Later this year, expect to see an open source version of Treo, a semantic search and question answering system designed to help organizations deal particularly with the variety problem of Big Data. A Digital Enterprise Research Institute (DERI) thesis project that’s headed up by fifth-year PhD candidate and Amtera Semantic Technologies co-founder André Freitas, Treo (which means ‘direction’ in Gallic) aims to take on highly heterogeneous databases with thousands or even millions of attributes, via a natural language and intuitive interface to “talk” to that data.
“Treo,” says Freitas, “is kind of an elegant algorithm to use distributional semantics for answering queries over graph data.”
The first component that should launch as open source, Easy-ESA, is part of Treo’s distributional semantics component (as of the end of September, it had yet to make its way through DERI’s IP process first, which takes a few weeks). Since semantic web dataset models are schema-less and can support more heterogeneity, there’s the challenge of semantically matching users’ natural language queries to dataset triples, he says. Distributional semantic relatedness, Freitas notes, provides an automated solution here. The distributional semantic model offers a way to match query terms to dataset terms, using semantic information embedded in large textual resources available on the Web such as Wikipedia.
“You take a large collection of text, like historical data from newspapers, and using distributional semantics you can build very comprehensive, but not that precise, semantic models that, if you know how to apply them to your problem, or how to inject distributional semantics into your algorithm, you can make use of a huge knowledge base automatically extracted from that [data],” he says. “It’s a scalable way to address the vocabulary problem,” one that he says address the limitations of WordNet-based solutions, and returns to users a concise list of semantically-related results to their queries.
With Treo, organizations can take any domain-specific dataset in a very heterogeneous format that is hard to query or to understand what the schema is to query it, and build a natural language interface on top to do semantic-like search, he says. Freitas says the team working on Treo has tested it with datasets including some internal datasets, such as information obtained by sensors in place at DERI for energy intelligence to support sustainability efforts. “We’re using Treo to query that, and more recently we are trying to extend Treo to cope with unstructured text. So we are indexing the unstructured text of Wikipedia together with DBpedia to see what kind of queries Treo can answer.” Check this video to see some of that in action, as Treo acts as a doorway to a Do-It-Yourself Jeopardy Q&A system, a la IBM Watson.

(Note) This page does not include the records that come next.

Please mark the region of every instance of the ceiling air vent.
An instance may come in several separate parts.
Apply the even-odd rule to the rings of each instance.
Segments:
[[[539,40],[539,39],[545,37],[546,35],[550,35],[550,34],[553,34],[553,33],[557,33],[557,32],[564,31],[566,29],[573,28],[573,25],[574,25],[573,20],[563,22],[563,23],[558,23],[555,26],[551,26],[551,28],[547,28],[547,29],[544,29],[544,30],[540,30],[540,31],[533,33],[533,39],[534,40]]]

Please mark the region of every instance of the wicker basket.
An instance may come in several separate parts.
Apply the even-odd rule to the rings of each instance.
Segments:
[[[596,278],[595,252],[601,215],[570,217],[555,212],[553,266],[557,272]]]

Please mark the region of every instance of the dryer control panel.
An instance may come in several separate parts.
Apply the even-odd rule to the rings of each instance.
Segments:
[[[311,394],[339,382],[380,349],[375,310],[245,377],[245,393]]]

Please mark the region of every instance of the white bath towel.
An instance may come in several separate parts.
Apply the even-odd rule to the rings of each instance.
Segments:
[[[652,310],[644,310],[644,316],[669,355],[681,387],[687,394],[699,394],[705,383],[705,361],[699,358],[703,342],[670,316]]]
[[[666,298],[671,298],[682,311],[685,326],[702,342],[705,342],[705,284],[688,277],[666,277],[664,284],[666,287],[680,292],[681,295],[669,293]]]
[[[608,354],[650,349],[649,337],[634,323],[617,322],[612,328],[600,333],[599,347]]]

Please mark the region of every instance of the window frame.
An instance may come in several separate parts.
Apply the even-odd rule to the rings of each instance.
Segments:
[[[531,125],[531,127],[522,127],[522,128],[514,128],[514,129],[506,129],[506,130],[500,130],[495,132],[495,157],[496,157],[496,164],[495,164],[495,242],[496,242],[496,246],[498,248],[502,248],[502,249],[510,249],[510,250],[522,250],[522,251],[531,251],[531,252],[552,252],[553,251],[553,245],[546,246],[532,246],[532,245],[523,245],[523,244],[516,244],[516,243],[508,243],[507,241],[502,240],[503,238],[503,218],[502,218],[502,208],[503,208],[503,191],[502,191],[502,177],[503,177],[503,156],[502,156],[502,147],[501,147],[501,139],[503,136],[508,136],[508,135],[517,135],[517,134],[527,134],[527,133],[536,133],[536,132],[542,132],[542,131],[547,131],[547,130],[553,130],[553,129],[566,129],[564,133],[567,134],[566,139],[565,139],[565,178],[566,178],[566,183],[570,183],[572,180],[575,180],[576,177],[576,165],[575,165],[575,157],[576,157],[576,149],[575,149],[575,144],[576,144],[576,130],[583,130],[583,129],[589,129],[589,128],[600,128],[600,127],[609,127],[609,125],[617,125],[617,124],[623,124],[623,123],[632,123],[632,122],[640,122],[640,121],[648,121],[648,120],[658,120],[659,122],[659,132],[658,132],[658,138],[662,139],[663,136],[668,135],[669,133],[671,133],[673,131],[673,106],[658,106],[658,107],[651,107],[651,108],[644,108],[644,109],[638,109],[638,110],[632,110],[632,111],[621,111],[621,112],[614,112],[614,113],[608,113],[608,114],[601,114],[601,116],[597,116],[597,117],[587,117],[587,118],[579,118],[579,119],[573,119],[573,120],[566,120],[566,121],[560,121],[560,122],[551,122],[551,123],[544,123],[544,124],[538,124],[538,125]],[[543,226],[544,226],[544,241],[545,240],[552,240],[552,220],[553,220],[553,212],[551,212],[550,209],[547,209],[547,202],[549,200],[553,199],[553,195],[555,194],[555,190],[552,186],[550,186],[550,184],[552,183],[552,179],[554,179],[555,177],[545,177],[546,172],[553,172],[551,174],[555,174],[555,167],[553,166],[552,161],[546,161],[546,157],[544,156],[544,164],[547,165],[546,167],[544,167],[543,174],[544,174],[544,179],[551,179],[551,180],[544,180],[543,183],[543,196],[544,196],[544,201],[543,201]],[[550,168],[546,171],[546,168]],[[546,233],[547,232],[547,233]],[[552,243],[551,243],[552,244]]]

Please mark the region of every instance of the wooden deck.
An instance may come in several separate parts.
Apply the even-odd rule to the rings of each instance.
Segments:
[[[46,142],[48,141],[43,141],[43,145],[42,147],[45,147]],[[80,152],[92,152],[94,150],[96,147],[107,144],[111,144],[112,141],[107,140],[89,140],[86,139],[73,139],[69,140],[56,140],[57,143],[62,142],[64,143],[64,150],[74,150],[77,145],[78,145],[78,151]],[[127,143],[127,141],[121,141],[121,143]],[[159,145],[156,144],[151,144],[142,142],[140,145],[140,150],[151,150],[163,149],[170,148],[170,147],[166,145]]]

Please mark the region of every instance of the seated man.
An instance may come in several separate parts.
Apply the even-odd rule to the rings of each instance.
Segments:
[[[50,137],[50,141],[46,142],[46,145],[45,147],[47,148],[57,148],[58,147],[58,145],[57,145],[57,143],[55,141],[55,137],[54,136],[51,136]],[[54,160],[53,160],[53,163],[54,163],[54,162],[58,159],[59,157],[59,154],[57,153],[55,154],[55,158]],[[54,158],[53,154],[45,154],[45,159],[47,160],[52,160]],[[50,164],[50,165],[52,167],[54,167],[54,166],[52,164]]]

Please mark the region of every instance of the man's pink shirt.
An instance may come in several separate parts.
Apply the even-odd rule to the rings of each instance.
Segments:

So long as an enterprise has its data in a graph-like format, Treo can work with it, even if it’s not specifically Linked Data or RDF triples. “Businesses, academics or startups can benefit from trying to think on the scenario of what happens when you don’t have constraints to representing your data, what happens when you put flexibility into this process? What kind of product or application can you develop on top of that?” says Freitas. “Seeing distributional semantics working in real-world scenarios is very exciting, and even more exciting is the real-life potential application of this to address the challenges of building intelligent apps.”